In modern Persian, Qeymat.


----------



## luiz1

/ɣejmat/

for /ɣ/ refer to this chart http://en.wikipedia.org/wiki/Persian_phonology


----------



## Qureshpor

searcher123 said:


> In modern Persian, Qeymat.



Are you sure about your transliteration, dear Morteza?


----------



## searcher123

QURESHPOR said:


> Are you sure about your transliteration, dear Morteza?


Yes, I am. Which one you have problem with?


----------



## Qureshpor

searcher123 said:


> Yes, I am. Which one you have problem with?



I thought that even in Persian the vowel after the q is the same vowel after the sh in shiir (milk).


----------



## Qureshpor

marrish said:


> I'd like to ask the question on how this word is pronounced or how you hear it pronounced?



In Urdu (proper), qiimat. I am intrigued why you are asking this question, marrish SaaHib.


----------



## searcher123

QURESHPOR said:


> I thought that even in Persian the vowel after the q is the same vowel after the sh in shiir (milk).



Oh no! It is pronounced just as Heybat (هيبت), Qeybat (غيبت), Keyvaan (كيوان), Keyhaan (كيهان) and so on.


----------



## souminwé

luiz1 said:


> /ɣejmat/
> 
> for /ɣ/ refer to this chart http://en.wikipedia.org/wiki/Persian_phonology



I believe it's [ɢejmæt] (uvular 'g'). _Qaaf _and _ghayin_ are both pronounced as [ɢ] after consonants and word-initially, and [ɣ] when occurring after vowels. Compare مغ  and غم .


----------



## Qureshpor

searcher123 said:


> Oh no! It is pronounced just as Heybat (هيبت), Qeybat (غيبت), Keyvaan (كيوان), Keyhaan (كيهان) and so on.




Thank you, Morteza. This explains why marrish SaaHib has asked the question in his opening post. 

Hayyim has the following entry which is in variance with yours.

قیمت _(gheemat) Noun A *Price*, cost; worth, value.

Ex. قیمت آخر این میز چند است 

What is the last price of this table (or desk)? ﻿ _


----------



## Obi1

[Moderator note: This thread about Persian usage is now merged with the previous one about Persian and Urdu. Please don't forget to search the forum before opening a new thread to avoid unnecessary repetitions. Cherine]

My dictionary says this is to be pronounced qimat, yet I have ALWAYS heard it pronounced qaymat. Which one is correct?


----------



## PersoLatin

^ You heard it right, it is pronounced qeymat.


----------



## eli7

Obi1 said:


> My dictionary says this is to be pronounced qimat, yet I have ALWAYS heard it pronounced qaymat. Which one is correct?

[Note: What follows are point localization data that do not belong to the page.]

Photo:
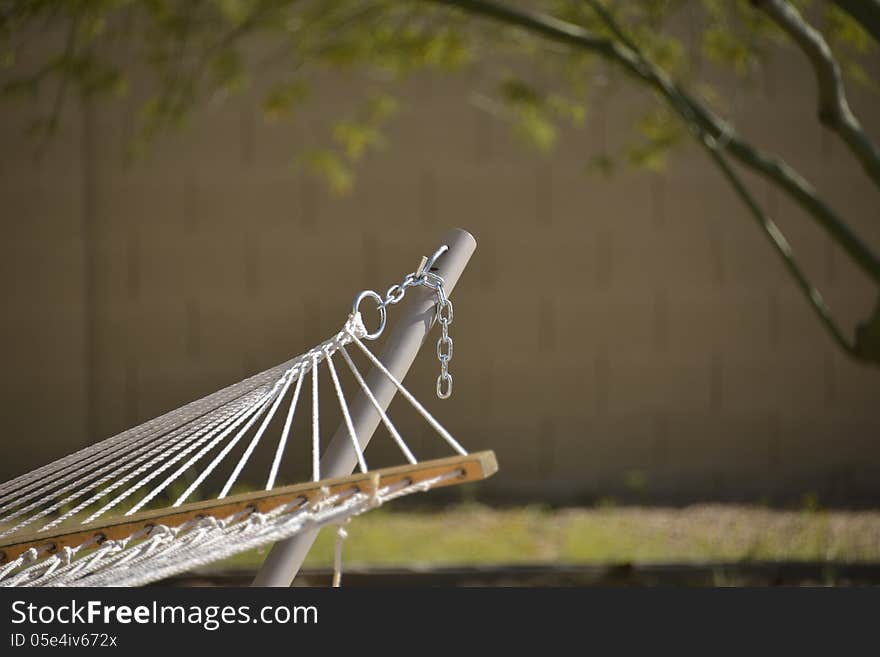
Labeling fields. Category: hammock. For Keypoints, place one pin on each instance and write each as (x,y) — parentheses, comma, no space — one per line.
(64,525)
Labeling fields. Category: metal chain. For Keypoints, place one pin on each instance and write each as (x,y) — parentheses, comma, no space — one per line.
(444,344)
(444,313)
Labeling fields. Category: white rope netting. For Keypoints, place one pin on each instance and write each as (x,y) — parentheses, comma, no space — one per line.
(183,449)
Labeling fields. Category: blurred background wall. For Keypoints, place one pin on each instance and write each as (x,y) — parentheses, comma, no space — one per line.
(629,337)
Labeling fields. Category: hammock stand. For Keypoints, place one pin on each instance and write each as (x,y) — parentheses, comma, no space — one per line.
(146,545)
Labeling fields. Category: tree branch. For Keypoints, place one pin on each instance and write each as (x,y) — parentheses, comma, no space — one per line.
(834,110)
(693,112)
(767,225)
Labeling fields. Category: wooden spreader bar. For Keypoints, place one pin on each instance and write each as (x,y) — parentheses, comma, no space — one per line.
(473,467)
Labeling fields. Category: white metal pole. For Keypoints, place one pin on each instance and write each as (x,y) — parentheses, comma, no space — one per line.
(339,459)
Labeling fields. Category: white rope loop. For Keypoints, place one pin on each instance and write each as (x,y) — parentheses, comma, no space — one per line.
(190,445)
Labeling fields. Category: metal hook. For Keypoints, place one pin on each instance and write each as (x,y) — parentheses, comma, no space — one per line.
(428,264)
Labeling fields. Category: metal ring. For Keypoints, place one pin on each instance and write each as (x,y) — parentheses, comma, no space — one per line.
(383,313)
(441,393)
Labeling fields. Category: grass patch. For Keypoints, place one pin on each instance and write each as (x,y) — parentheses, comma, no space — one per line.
(473,534)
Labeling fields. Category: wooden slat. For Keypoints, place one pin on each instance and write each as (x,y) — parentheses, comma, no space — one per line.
(474,467)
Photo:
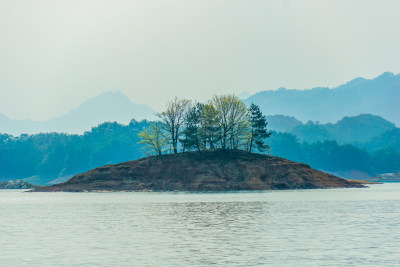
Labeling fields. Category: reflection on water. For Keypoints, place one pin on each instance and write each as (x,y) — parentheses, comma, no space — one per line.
(333,227)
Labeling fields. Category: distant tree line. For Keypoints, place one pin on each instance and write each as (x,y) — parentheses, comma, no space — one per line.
(41,158)
(223,122)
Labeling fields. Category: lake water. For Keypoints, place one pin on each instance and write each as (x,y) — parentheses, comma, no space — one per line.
(334,227)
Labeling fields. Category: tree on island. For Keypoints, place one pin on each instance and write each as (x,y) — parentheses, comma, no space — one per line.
(172,120)
(258,129)
(154,139)
(223,122)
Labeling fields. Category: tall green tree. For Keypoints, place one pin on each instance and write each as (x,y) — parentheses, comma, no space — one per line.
(154,139)
(232,119)
(191,134)
(172,120)
(258,129)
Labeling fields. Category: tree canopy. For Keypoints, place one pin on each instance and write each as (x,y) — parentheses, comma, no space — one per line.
(222,122)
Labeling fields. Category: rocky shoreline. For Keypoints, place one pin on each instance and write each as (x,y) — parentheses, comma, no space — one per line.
(218,170)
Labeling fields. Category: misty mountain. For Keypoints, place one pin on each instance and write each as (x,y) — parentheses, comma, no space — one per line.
(282,123)
(379,96)
(110,106)
(349,130)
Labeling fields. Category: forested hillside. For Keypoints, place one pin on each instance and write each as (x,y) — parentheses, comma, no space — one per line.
(43,158)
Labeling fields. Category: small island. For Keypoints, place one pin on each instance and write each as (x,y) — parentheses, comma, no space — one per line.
(219,170)
(204,147)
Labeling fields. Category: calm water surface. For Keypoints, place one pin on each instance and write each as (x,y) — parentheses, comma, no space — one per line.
(335,227)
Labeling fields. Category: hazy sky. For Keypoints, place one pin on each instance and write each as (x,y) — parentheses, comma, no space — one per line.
(56,54)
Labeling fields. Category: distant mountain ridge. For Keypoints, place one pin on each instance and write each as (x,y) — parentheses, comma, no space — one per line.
(109,106)
(379,96)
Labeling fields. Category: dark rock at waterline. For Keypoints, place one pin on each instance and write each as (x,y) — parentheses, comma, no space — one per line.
(17,184)
(217,170)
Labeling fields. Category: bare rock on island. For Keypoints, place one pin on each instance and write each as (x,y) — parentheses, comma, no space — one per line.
(218,170)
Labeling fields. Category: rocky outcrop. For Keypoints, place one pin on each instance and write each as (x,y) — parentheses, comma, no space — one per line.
(17,184)
(218,170)
(386,178)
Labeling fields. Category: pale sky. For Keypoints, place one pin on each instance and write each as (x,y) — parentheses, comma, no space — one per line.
(56,54)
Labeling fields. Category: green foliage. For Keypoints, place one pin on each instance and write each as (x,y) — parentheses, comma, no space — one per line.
(52,155)
(259,131)
(153,139)
(192,139)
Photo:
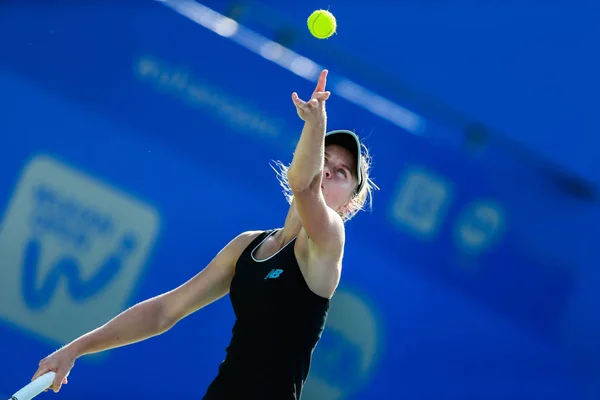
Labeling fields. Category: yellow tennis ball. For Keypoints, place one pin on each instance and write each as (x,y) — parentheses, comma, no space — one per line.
(322,24)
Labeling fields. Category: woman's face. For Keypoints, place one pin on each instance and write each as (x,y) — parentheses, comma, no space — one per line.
(339,179)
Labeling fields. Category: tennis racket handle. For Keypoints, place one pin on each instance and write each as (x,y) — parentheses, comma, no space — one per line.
(35,387)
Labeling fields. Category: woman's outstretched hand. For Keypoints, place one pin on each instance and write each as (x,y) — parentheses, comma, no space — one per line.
(313,110)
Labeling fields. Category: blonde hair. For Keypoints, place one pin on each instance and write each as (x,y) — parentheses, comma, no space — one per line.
(359,202)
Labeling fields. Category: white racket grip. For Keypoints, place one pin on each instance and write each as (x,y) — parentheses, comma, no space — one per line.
(35,387)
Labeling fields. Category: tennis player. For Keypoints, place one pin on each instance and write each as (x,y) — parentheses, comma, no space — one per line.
(280,281)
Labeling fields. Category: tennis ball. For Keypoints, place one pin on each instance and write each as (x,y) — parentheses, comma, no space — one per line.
(322,24)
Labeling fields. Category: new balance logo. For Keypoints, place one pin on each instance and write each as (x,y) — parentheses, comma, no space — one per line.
(274,274)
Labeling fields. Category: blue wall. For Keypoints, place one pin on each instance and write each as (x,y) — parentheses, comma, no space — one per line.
(135,143)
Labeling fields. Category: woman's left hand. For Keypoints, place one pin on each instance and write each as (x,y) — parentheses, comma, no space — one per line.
(313,111)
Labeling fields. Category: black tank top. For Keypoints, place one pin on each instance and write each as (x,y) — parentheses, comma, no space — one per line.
(279,321)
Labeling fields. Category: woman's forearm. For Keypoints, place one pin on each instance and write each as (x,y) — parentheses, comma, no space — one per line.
(144,320)
(308,157)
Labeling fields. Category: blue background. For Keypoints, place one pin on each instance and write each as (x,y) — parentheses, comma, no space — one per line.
(94,85)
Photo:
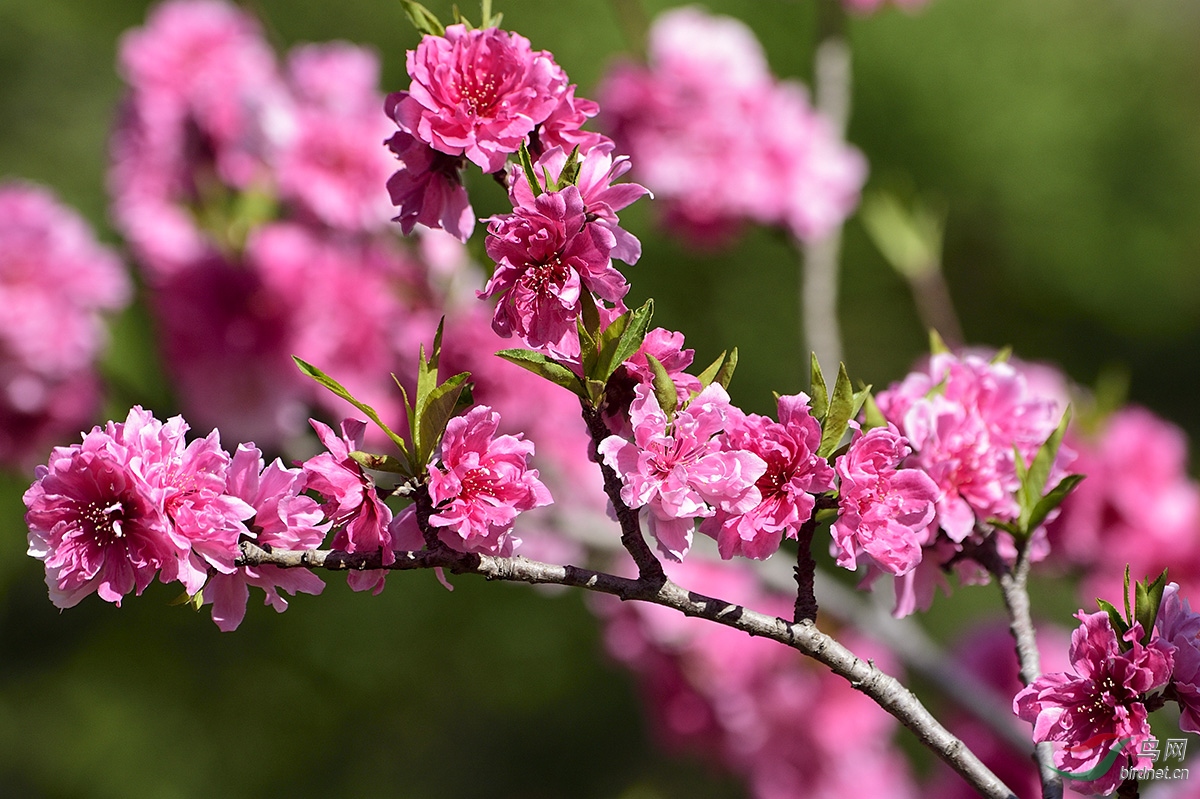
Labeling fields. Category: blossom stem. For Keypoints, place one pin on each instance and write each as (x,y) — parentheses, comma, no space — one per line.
(887,691)
(648,566)
(819,286)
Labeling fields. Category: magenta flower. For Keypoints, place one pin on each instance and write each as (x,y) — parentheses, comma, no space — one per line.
(1099,702)
(95,524)
(351,502)
(795,473)
(478,94)
(676,469)
(883,510)
(546,256)
(283,518)
(483,482)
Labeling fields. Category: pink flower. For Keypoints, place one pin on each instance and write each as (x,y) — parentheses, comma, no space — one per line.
(546,256)
(601,198)
(883,510)
(793,475)
(677,470)
(479,94)
(94,523)
(351,500)
(1099,702)
(483,482)
(1180,625)
(283,518)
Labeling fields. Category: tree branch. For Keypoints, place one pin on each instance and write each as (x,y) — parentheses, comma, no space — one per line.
(802,636)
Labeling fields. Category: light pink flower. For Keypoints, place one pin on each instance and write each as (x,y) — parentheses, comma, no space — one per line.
(283,518)
(793,475)
(676,469)
(883,510)
(480,485)
(95,524)
(351,502)
(479,94)
(546,256)
(1099,702)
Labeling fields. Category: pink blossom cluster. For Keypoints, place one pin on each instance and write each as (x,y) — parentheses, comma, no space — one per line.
(1138,505)
(55,283)
(967,419)
(717,137)
(136,499)
(785,725)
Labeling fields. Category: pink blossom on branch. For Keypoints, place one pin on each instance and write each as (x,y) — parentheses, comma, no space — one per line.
(478,94)
(480,484)
(677,470)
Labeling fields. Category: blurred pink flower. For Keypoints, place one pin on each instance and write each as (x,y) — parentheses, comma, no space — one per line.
(483,481)
(478,94)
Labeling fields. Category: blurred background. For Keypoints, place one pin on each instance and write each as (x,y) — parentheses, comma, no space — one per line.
(1061,138)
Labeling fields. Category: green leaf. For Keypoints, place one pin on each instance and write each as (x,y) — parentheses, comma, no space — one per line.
(820,402)
(936,346)
(1053,499)
(630,338)
(527,167)
(1150,598)
(709,374)
(874,416)
(423,19)
(1119,624)
(340,390)
(725,374)
(543,366)
(438,410)
(841,409)
(378,462)
(664,388)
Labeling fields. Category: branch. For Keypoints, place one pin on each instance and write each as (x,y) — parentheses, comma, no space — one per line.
(802,636)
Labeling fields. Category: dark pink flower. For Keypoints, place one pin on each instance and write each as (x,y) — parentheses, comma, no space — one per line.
(883,510)
(351,502)
(795,474)
(677,470)
(481,482)
(1099,703)
(546,256)
(283,518)
(95,523)
(478,94)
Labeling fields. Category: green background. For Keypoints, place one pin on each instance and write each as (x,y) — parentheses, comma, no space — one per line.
(1060,134)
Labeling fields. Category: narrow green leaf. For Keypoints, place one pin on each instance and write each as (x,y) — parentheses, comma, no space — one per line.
(543,366)
(664,386)
(438,410)
(527,167)
(820,392)
(1051,500)
(725,374)
(936,344)
(709,374)
(631,337)
(1150,598)
(340,390)
(423,19)
(841,410)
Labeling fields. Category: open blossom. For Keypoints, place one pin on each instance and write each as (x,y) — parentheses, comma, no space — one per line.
(283,518)
(677,470)
(795,474)
(483,481)
(478,94)
(351,502)
(546,254)
(883,509)
(1099,703)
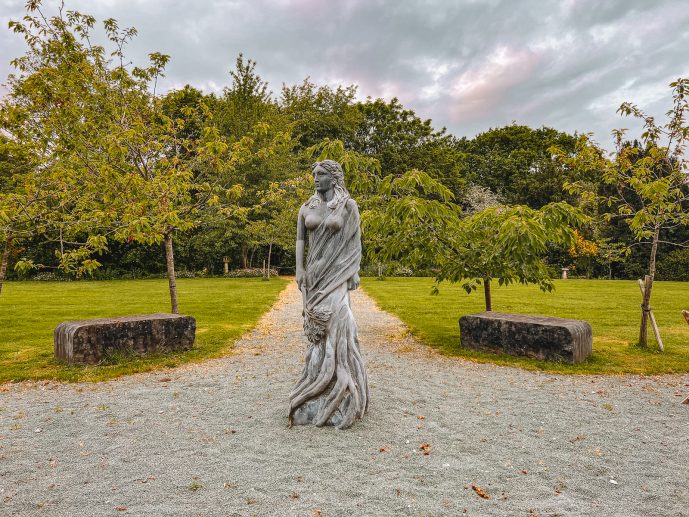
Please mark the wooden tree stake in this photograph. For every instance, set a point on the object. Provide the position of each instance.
(656, 331)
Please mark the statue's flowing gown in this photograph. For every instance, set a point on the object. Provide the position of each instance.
(333, 389)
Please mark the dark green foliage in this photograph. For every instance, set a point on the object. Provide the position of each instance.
(515, 163)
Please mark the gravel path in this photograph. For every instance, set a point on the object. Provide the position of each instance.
(211, 439)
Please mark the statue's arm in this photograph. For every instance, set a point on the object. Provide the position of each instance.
(353, 211)
(301, 235)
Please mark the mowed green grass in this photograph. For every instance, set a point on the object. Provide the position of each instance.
(612, 307)
(29, 311)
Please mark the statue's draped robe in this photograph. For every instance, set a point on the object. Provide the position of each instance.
(333, 389)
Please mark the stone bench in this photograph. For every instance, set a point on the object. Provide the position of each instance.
(90, 341)
(540, 337)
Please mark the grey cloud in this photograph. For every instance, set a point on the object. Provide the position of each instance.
(468, 65)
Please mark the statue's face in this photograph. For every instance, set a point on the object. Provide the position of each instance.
(323, 179)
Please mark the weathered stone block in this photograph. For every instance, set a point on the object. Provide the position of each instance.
(90, 341)
(541, 337)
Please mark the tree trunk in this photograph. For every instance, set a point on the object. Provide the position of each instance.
(270, 250)
(486, 292)
(170, 259)
(245, 256)
(646, 300)
(5, 259)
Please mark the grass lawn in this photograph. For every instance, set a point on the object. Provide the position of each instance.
(29, 311)
(612, 307)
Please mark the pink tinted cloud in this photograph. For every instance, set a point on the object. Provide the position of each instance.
(476, 91)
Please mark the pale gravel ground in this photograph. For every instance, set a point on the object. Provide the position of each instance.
(536, 443)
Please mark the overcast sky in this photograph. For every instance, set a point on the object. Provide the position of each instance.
(467, 64)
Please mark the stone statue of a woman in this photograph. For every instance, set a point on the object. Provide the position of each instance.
(333, 389)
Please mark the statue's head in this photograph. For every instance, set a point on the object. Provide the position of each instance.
(328, 174)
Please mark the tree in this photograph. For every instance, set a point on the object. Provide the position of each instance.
(515, 162)
(320, 112)
(130, 171)
(401, 141)
(420, 226)
(648, 181)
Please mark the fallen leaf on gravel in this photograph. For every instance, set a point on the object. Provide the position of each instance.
(480, 491)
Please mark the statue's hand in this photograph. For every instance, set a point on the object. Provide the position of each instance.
(353, 283)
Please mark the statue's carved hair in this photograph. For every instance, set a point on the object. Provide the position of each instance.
(341, 193)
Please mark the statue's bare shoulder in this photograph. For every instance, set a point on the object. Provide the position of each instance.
(352, 206)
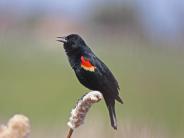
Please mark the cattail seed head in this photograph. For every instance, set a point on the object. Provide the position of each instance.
(82, 107)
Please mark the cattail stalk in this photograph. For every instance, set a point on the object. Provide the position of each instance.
(78, 114)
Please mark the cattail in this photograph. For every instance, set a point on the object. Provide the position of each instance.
(17, 127)
(82, 107)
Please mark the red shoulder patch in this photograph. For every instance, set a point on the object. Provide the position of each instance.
(86, 64)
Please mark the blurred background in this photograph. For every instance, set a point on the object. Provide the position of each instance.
(141, 41)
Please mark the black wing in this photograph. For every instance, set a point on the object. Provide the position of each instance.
(107, 79)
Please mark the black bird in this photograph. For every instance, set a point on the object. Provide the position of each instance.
(92, 72)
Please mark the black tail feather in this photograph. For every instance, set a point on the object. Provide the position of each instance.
(112, 114)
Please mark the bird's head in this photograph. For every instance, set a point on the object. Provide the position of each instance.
(72, 42)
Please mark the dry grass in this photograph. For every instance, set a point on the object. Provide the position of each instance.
(95, 129)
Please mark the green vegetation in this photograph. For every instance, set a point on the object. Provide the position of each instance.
(36, 80)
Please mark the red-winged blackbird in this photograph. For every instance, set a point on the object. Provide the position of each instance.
(92, 72)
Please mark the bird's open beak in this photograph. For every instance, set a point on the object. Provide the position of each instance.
(62, 39)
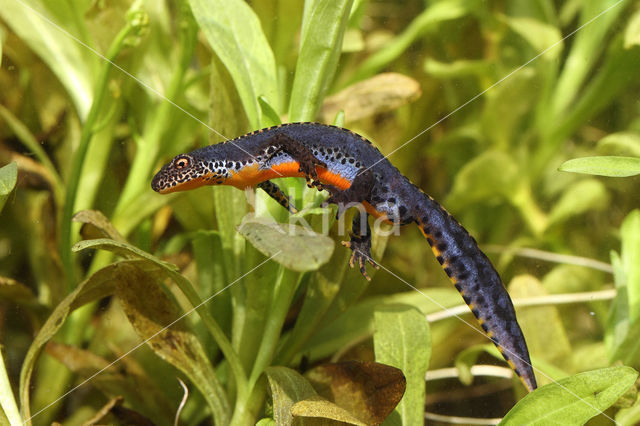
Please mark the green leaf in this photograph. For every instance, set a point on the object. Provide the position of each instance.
(632, 32)
(8, 178)
(72, 63)
(456, 69)
(171, 271)
(97, 286)
(96, 225)
(507, 104)
(293, 246)
(491, 174)
(620, 143)
(127, 380)
(630, 254)
(611, 166)
(629, 416)
(323, 27)
(539, 335)
(581, 197)
(376, 95)
(402, 339)
(357, 323)
(156, 320)
(270, 116)
(287, 387)
(540, 35)
(428, 20)
(574, 400)
(320, 408)
(585, 50)
(235, 35)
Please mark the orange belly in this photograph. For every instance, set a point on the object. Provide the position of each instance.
(252, 175)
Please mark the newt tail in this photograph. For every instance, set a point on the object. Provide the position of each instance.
(354, 171)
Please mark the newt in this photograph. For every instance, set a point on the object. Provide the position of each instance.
(353, 171)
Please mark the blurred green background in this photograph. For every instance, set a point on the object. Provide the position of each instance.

In Iran, we pronounce it Qeimat (Qeymat).
I have heard qimat too, but this is not a persian accent, maybe Tajik or Afghani.


----------



## fdb

In Arabic قيمة “value, quantity, price” is qīma (qīmatun) only.


----------



## Sheikh_14

Any reason in particular why this Q has remained as such in Modern Iranian Persisn rather than take on a gh sound? Whilst Hayyim suggests otherwise, the general consensus amongst petsophones here is that qiimat is pronounced as qeymat and not gheemat or anything of that sort.


----------